A New York City plan to implement Medicare Advantage for retirees is being challenged in court again, and federal lawmakers are pressing the largest Medicare Advantage insurers on claims denials. 

Here are seven updates about the program Becker's has reported since May 22.  

  1. A group of retired New York City employees are suing Mayor Eric Adams and other city officials in an attempt to block the city's planned switch to an Aetna Medicare Advantage plan for the 250,000 retired city workers and dependents the city provides health coverage for. 

  2. Medicare Part D beneficiaries who don't receive low-income subsidies spend 2.5 times more out-of-pocket on "ultra-expensive" drugs than those with commercial insurance, a study in JAMA Health Forum found. Medicare Advantage beneficiaries paid less than standalone Part D plan members, paying $4,301 out-of-pocket for ultra-expensive drugs, compared to $4,575 for Part D beneficiaries. 

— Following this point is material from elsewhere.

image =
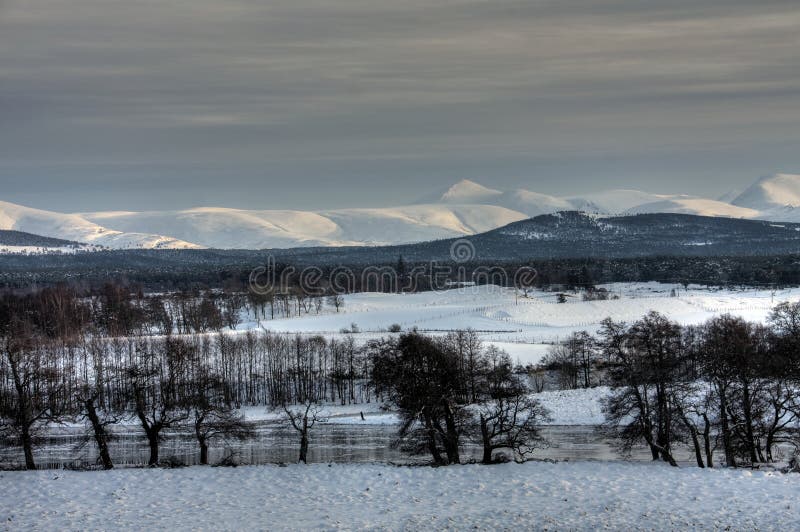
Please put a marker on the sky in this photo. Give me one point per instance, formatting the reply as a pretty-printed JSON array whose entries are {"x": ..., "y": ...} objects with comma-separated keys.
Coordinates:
[{"x": 308, "y": 104}]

  3. Eight states have at least 1 million residents enrolled in Medicare Advantage plans, according to a health coverage report published by insurance trade group AHIP in April. Here is each state ranked by total Medicare Advantage members. 

  4. CVS Health is expecting Aetna's operating income to decrease by up to $1 billion next year because the number of its Medicare Advantage members in four-star plans has dropped significantly since last year. 

  5. Individuals who are dually eligible for Medicare and Medicaid had lower scores on many clinical care measures than their counterparts only eligible for Medicare, a new report from CMS found

  6. Medicare Advantage and traditional Medicare can differ on clinical quality and costs, but most enrollees are equally satisfied with their coverage, studies published in the last few months have found. Here's what six recent studies on Medicare Advantage found. 

  7. Lawmakers are seeking more information about claims denials from the largest Medicare Advantage insurers. The Senate Permanent Subcommittee on Investigations sent letters to CVS Health, Humana and UnitedHealth Group seeking internal documents detailing how the companies decide to approve or deny claims, including how the payers use artificial intelligence in the process.